Sean Michael at Lovepedal is clearly a busy man. In this month's print issue, we reviewed four of his new line of ultra-compact pedals
, and now we’re back to check out a pair of very different new offerings, the Kalamazoo and RedHead.
Both the Kalamazoo and RedHead are housed in die cast aluminum cases the same basic size and shape of an MXR Phase 90 (4.37” x 2.37” x 1.07”). The battery compartments are accessed via the back panel by removing four machine screws. For those who power their effects with a power supply, there is a 9VDC input located on the left side of the pedal. Each pedal also features true a true bypass stomp switch with accompanying blue LED. The input and output follow tradition with the input jack on the right and the output jack on the left.
I tested both pedals out with a Gibson Les Paul, Fender American Standard Strat and a Hamer Korina Special into a 3rd Power American Dream combo (blackface and brownface-inspired channels) and a 1970 Marshall Superbass through a Mojave 2x12 with Eminence Governor and 70s blackback Celestion G12M.
||Download Example 1
Les Paul, hard rock rhythm tone
||Download Example 2
Les Paul, sharp, focused high-gain tone
||Download Example 3
Strat, Ritchie Blackmore tone
|All clips recorded through a 3rd Power American Dream combo with an SM-7 into a Summit Audio TPA-200B tube mic pre, direct into Pro Tools.
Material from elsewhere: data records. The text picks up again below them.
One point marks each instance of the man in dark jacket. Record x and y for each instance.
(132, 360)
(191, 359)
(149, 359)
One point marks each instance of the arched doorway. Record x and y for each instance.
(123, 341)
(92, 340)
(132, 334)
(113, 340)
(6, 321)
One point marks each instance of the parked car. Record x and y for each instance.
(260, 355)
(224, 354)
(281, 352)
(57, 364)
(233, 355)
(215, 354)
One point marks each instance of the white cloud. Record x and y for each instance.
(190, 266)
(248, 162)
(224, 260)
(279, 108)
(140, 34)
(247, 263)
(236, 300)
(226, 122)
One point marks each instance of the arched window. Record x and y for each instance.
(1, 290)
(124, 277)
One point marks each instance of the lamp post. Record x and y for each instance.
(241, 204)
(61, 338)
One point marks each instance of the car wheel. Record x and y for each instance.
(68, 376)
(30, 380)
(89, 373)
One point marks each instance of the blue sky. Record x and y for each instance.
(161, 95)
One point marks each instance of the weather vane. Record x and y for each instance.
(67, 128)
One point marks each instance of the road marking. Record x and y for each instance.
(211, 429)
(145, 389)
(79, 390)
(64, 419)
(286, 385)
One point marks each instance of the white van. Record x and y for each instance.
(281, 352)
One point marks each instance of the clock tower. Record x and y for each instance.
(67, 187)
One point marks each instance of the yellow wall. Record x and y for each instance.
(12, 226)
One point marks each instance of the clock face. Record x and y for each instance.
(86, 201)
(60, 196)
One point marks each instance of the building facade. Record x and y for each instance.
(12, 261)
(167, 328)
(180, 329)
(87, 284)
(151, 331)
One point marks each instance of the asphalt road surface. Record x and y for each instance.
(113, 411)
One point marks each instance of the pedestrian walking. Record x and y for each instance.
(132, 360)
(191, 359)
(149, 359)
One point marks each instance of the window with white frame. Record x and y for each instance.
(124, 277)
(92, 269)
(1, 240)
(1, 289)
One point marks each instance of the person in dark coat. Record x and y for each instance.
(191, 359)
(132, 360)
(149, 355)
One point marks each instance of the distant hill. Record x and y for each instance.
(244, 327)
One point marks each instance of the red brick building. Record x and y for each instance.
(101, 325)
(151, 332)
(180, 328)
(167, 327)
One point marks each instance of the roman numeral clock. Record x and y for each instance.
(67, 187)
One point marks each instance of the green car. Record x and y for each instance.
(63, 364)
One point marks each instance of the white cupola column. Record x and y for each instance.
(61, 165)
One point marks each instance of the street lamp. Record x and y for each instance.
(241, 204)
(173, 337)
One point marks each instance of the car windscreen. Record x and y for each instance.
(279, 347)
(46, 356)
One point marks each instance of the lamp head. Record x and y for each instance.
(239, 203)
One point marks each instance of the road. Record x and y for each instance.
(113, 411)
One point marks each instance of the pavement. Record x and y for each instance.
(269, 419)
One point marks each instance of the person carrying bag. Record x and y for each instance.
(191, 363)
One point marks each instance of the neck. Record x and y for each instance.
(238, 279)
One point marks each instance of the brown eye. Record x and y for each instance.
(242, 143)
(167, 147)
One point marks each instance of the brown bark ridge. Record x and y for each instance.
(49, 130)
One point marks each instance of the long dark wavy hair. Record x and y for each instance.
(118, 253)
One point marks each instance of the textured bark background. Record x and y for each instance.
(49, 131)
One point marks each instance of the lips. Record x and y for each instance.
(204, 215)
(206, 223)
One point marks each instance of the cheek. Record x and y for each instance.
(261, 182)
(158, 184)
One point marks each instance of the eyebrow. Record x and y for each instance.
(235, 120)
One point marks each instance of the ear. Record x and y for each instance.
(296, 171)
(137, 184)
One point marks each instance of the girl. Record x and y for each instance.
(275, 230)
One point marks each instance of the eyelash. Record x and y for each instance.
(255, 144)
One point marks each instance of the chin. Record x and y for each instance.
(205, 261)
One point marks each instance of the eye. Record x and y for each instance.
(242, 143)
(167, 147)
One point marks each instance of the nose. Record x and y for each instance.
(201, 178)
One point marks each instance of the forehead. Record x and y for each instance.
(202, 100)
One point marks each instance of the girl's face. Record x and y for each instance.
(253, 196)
The RedHead is finished in a deep, fire engine red, which coincides with the aural design of the pedal—deep and fiery. Controls are Volume, Sustain, Tone, and Mids. Like the Kalamazoo, the top two controls (Volume and Sustain) are black knobs with white pointers, and the Tone control is a trim post. The Mids control is a switch rather than a knob and clearly kicks in a different midrange voicing. According to the website, this pedal is designed for high gain and explosive feedback generation. Let’s plug it in and see how it fares.
Once again I began with the Les Paul/Marshall combo and set all controls midway and the Mids switch in the left (off) position. This is clearly a different beast than the Kalamazoo, and I mean “beast” in the best way. The tone went from a dirty clean to a volatile monster with a downright irreverent mid sound that Billy Gibbons would be proud of. All the honk, grease, and gain you ever wanted came screaming right out of the gate.
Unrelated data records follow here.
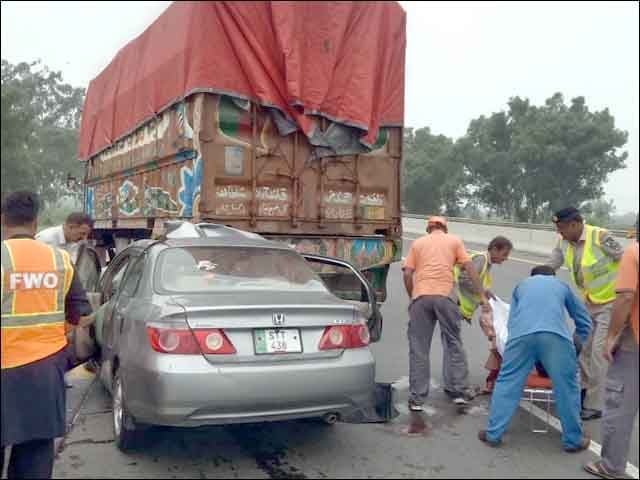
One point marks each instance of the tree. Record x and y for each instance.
(433, 175)
(529, 161)
(40, 129)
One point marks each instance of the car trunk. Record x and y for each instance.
(250, 323)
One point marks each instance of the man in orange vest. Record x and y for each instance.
(40, 292)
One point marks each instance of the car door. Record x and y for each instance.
(124, 302)
(109, 288)
(347, 282)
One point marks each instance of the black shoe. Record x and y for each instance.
(482, 436)
(92, 366)
(590, 414)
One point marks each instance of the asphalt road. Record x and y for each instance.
(448, 447)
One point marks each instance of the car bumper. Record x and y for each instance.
(186, 391)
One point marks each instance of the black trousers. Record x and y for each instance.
(32, 459)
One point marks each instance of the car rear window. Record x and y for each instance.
(215, 269)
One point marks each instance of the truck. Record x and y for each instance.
(280, 118)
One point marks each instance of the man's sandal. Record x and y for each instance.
(599, 470)
(586, 441)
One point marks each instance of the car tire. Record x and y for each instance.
(125, 431)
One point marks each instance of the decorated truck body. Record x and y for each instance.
(246, 151)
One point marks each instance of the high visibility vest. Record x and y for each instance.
(35, 281)
(469, 301)
(599, 271)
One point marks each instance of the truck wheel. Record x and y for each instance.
(126, 432)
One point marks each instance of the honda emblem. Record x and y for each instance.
(278, 319)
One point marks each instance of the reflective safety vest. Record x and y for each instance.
(469, 301)
(35, 281)
(599, 271)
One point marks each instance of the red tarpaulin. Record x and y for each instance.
(343, 60)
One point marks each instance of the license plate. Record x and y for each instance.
(280, 340)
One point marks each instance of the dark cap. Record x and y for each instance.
(566, 215)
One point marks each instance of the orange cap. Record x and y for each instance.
(435, 220)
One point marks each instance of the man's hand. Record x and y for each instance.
(610, 346)
(486, 308)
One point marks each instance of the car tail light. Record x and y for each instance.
(345, 336)
(214, 342)
(183, 341)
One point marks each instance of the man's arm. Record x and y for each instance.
(477, 284)
(610, 246)
(621, 313)
(579, 313)
(626, 288)
(557, 257)
(76, 304)
(407, 275)
(464, 282)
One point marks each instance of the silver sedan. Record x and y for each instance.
(228, 327)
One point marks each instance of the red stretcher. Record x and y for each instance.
(538, 390)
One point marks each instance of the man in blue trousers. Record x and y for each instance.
(538, 332)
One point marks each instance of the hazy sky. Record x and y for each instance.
(463, 59)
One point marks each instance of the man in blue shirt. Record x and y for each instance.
(538, 332)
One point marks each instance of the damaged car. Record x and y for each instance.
(212, 325)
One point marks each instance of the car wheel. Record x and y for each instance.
(126, 432)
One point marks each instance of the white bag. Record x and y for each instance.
(500, 320)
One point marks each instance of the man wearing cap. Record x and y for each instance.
(428, 278)
(592, 256)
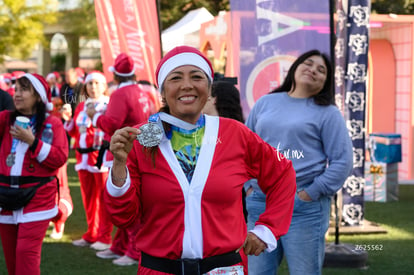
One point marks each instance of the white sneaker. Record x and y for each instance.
(124, 261)
(100, 246)
(57, 235)
(81, 243)
(107, 254)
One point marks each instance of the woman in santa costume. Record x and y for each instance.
(29, 163)
(129, 105)
(183, 179)
(92, 179)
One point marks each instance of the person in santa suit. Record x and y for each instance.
(128, 106)
(52, 80)
(92, 179)
(29, 162)
(183, 179)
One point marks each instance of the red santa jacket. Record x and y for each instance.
(44, 161)
(129, 105)
(81, 129)
(203, 218)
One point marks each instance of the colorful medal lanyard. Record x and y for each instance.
(153, 132)
(11, 158)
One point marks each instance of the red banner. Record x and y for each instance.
(129, 26)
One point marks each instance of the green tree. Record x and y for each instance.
(21, 26)
(82, 20)
(172, 11)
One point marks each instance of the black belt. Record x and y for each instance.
(189, 266)
(20, 180)
(86, 150)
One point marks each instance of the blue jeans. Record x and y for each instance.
(303, 245)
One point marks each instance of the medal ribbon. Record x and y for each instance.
(16, 141)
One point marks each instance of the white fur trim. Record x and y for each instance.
(44, 152)
(116, 191)
(182, 59)
(95, 118)
(95, 76)
(112, 69)
(50, 75)
(68, 206)
(193, 231)
(40, 89)
(49, 106)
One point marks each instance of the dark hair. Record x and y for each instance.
(227, 100)
(326, 95)
(120, 79)
(25, 83)
(152, 151)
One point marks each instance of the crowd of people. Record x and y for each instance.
(191, 187)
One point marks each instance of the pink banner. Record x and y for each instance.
(129, 26)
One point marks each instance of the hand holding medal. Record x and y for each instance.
(121, 143)
(18, 131)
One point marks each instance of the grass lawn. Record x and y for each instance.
(396, 257)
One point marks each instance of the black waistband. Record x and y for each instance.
(20, 180)
(86, 150)
(189, 266)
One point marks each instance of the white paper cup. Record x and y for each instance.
(22, 121)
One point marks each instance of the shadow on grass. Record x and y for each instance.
(64, 258)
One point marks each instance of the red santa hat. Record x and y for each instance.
(42, 88)
(7, 77)
(95, 75)
(50, 76)
(124, 65)
(179, 56)
(17, 74)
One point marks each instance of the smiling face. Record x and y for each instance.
(25, 98)
(310, 76)
(186, 89)
(95, 89)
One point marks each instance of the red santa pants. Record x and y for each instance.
(124, 242)
(97, 218)
(65, 199)
(22, 245)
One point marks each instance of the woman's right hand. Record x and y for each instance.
(121, 143)
(66, 112)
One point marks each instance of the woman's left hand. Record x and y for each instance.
(253, 245)
(25, 135)
(90, 110)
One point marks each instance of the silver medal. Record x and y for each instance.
(151, 135)
(10, 160)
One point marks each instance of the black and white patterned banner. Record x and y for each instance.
(351, 58)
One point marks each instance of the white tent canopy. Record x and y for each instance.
(186, 30)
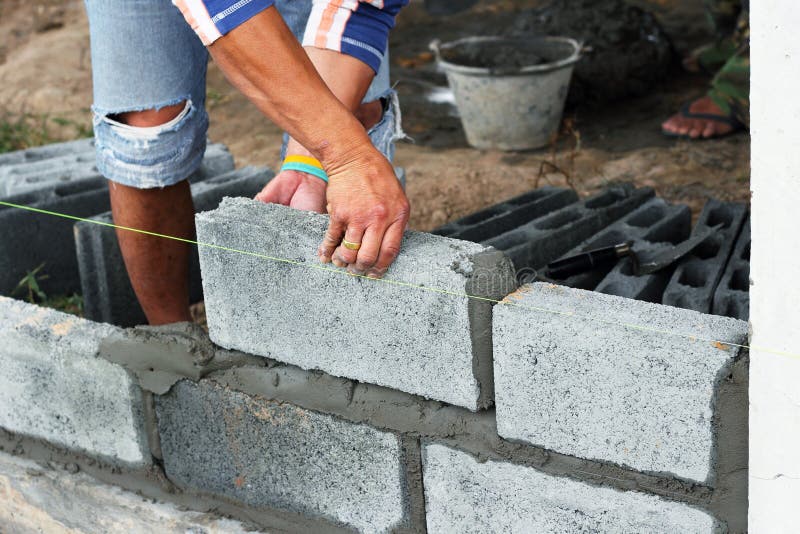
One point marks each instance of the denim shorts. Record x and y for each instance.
(145, 56)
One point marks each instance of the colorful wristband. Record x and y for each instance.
(305, 164)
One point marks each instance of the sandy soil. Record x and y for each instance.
(45, 69)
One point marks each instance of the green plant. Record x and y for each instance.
(30, 285)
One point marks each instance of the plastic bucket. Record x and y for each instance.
(510, 92)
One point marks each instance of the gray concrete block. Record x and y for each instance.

Backing the Volume down and pushing the Sustain up resulted in a screaming, fiery sound with a pronounced pick attack that added an aggressive quality to the already aggressive tone. Pinch harmonics were never so easy to achieve, until I switched on the Mids switch. With the Mids on, there was a good amount of volume boost as well as a boxy tone that had honk and bite at the same time. Boxy isn’t a word usually used to describe a desirable sound but in this case it is—total character.
On the RedHead, the Tone control is the reverse of the Kalamazoo in that it adds bite and presence to the sound. I found myself constantly tweaking it to achieve various sounds from biting and angry to smooth and sustained. Backing the Sustain off to around noon and cranking the Volume resulted in the thickest, most badass attack I’d heard through my Marshall in years, and I loved the sound of the amp acting like it was going to give way at any second. This is not a subtle pedal!
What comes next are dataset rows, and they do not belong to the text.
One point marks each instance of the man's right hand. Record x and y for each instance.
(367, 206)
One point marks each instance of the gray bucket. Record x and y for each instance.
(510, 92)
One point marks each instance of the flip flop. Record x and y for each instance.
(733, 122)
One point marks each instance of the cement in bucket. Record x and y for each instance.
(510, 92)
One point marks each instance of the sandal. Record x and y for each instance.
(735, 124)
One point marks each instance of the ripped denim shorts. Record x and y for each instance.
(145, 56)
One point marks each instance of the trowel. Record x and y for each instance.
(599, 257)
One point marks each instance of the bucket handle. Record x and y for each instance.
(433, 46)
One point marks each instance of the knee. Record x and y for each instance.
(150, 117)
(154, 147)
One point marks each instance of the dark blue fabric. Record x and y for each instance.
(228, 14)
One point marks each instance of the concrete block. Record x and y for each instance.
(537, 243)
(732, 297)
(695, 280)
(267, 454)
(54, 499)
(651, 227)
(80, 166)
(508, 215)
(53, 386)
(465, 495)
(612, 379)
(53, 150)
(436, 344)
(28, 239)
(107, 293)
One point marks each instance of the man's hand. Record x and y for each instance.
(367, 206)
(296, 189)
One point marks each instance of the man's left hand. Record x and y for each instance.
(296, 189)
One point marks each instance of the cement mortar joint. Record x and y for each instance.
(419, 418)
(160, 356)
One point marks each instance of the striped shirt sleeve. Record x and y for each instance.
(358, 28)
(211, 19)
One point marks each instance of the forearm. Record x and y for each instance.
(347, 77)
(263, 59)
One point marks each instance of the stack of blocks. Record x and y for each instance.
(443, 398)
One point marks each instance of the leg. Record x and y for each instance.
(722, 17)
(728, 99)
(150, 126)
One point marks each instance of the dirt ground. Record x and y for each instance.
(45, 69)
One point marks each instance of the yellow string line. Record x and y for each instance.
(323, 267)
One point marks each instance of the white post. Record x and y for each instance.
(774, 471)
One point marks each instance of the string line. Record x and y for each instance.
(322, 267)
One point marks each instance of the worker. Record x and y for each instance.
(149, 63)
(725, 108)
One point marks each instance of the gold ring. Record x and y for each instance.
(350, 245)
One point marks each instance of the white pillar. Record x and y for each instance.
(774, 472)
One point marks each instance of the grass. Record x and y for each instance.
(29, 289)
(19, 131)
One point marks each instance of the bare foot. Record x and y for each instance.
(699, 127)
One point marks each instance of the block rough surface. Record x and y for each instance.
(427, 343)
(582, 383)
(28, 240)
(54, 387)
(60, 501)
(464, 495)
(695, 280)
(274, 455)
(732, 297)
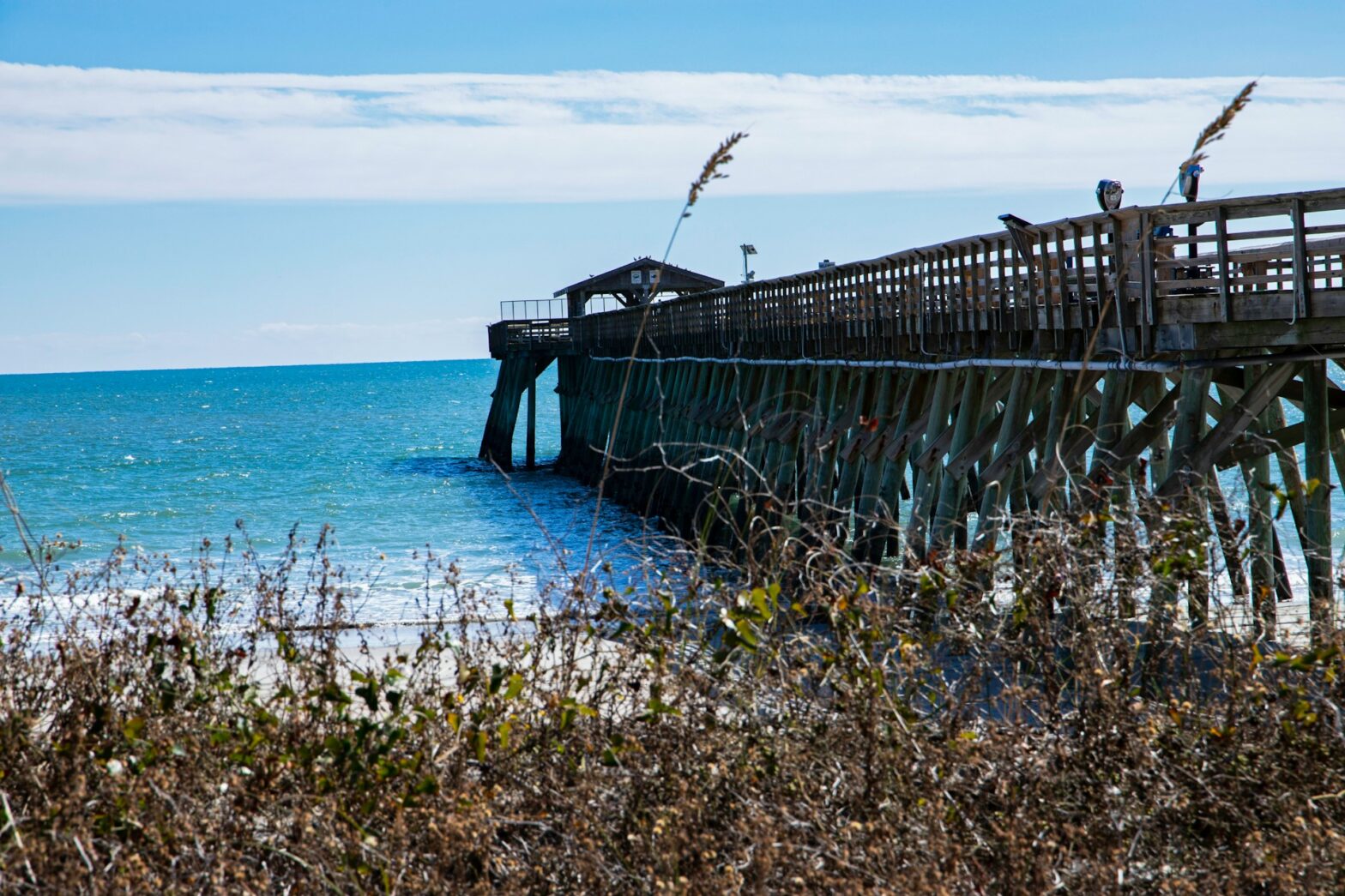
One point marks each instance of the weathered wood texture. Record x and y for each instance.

The Strat ended up being my favorite guitar with the RedHead. As a huge Ritchie Blackmore fan, I loved how it easily conjured up Rainbow tones like “All Night Long.” Blackmore’s tone has always been a favorite of mine because it was aggressive yet clear, and when he hit chords hard you could tell the amp was ready to explode. Even in relatively low volume settings on both the Marshall and American Dream, it was easy to recreate that vibe.
The beauty of this pedal once again lies in the interplay between the controls. Much like a master volume tube amp, when you push up the Volume the tone resembles the thickness of power tube distortion and the Sustain acts very much like preamp distortion. With the combination of the two and setting the amp up to clean or slightly dirty there are a huge range of distortion tones available. Add in the ability to dial in extra mids or bite through the Tone and Mids and the possibilities are endless.
If you bought this pedal only for the ability to create aggressive and cool harmonic feedback it would be worth the price of admission. The fact that the RedHead offers up everything from vintage-inspired gain to modern, aggressive distortion made it a winner on every level for me.